THE rail industry was hit by a double blow last night after fresh safety revelations about Britain's ageing infrastructure.

Bereaved families called for a public inquiry into the Potters Bar crash after a report into the tragedy revealed network-wide problems with points on the track.

An interim report by the Health and Safety Executive (HSE) said the disaster, which claimed seven lives, had been caused by missing nuts and improper points. About 20 per cent of nuts on points in the area were loose.

The report came on the same day that figures obtained by The Northern Echo revealed a catalogue of near misses involving cars crashing through safety barriers.

On more than 700 occasions in the past decade, vehicles have plunged off roads across Britain and come perilously close to causing a tragedy similar to the Selby disaster, in which ten people died.

In the last year alone, 41 vehicles have ended up on railway lines. Five of them were struck by trains and two people were killed.

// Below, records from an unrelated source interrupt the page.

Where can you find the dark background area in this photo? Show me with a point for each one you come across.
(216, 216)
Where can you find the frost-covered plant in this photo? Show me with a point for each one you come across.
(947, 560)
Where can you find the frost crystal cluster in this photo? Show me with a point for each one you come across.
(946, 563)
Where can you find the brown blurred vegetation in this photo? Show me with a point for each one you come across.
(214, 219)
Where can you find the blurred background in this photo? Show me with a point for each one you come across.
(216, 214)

Only yesterday a coach smashed into a rail-over-road bridge in the Leeman Road area of York. No one was injured, but train services were delayed for about an hour.

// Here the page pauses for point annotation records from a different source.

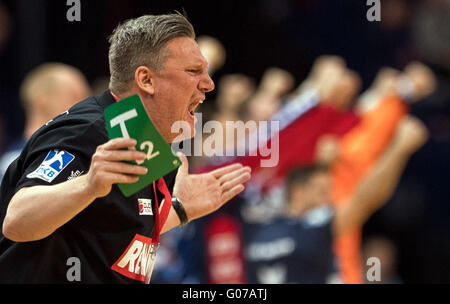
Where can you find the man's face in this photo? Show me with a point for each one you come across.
(179, 87)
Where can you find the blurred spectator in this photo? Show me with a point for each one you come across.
(214, 52)
(275, 84)
(100, 85)
(297, 247)
(386, 251)
(47, 91)
(5, 26)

The statistics will add further weight to The Northern Echo's campaign to end the scandal of the region's crumbling railway bridge barriers.

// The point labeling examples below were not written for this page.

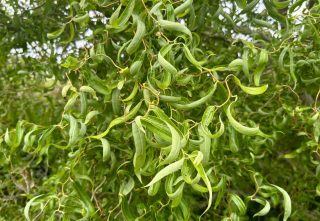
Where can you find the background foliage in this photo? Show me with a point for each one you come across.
(159, 110)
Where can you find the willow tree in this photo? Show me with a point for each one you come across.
(170, 110)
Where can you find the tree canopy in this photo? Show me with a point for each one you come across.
(159, 110)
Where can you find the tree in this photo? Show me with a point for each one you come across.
(170, 110)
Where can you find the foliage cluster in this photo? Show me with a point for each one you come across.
(177, 110)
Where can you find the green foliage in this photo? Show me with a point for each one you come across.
(175, 110)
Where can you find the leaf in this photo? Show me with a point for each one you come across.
(137, 38)
(28, 205)
(176, 145)
(205, 146)
(90, 115)
(81, 18)
(205, 179)
(251, 90)
(175, 26)
(85, 199)
(265, 210)
(71, 63)
(171, 168)
(119, 120)
(197, 103)
(126, 187)
(238, 203)
(56, 33)
(250, 131)
(106, 149)
(190, 57)
(286, 202)
(140, 145)
(89, 90)
(249, 6)
(184, 6)
(164, 63)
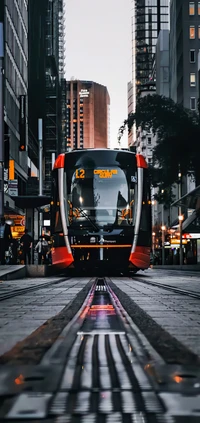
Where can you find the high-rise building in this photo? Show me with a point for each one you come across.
(14, 17)
(46, 73)
(87, 115)
(184, 49)
(148, 18)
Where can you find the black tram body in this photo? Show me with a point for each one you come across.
(101, 211)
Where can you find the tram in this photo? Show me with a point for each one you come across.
(101, 211)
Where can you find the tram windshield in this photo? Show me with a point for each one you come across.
(100, 197)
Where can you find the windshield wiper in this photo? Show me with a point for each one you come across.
(88, 218)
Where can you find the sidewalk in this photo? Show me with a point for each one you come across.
(12, 272)
(190, 267)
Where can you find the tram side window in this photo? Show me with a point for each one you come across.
(146, 214)
(55, 208)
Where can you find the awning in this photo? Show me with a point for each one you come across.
(190, 200)
(31, 201)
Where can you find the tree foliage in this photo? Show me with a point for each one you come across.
(178, 137)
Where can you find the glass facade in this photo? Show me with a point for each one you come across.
(150, 16)
(15, 17)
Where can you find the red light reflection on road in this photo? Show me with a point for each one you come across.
(19, 380)
(177, 379)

The HSE report into Selby described the crash as "wholly exceptional" caused by a "unique set of circumstances". Safety campaigners claimed that the latest figures made a nonsense of those claims.

Structural engineer Professor John Knapton, of Newcastle University, said: "It shows that Selby wasn't an unexpected occurrence but was just the worst of a whole series.

"In a week's time there will have been another incident and as for whether someone will die, you could throw a dice."

The figures were compiled by industry watchdog Railway Safety. It estimates there are an average of four vehicles struck by trains every year - and a further 35 occasions where drivers end up veering off roads and on to the tracks. The peak of the last decade came in 1998-99 when 89 vehicles crashed on to railway property, 41 of them blocking the line and four being hit by trains.

Experts say the vast majority of incidents occurred at danger spots where only flimsy bridge barriers shield motorists from the railway line. And the revelation has reopened the debate over who should pay for urgently needed repairs.

Squabbling between county councils, the Highways Agency and Railtrack has delayed work on scores of potentially lethal sites, while the Government has stood accused of washing its hands of the problem.

Prof Knapton said: "For all the Government will say there are funds in place, the path to getting those funds has not been eased.

"If a contractor comes up with a scheme to repair any bridge for less than £50,000 the Government should fund it as an emergency measure."

In February, both the Health and Safety Executive and Highways Agency published reports on how to improve road-over-rail bridges and claimed the Selby disaster was a million-to-one chance.

But they were ridiculed when, in the same week, a van plunged on to a railway line in Lincolnshire and was hit by a train, killing the motorist.

The Government insists it has taken major strides forward by ordering checks on thousands of sites and that the Department of Transport has taking the lead in developing risk assessment methods for use by local authorities.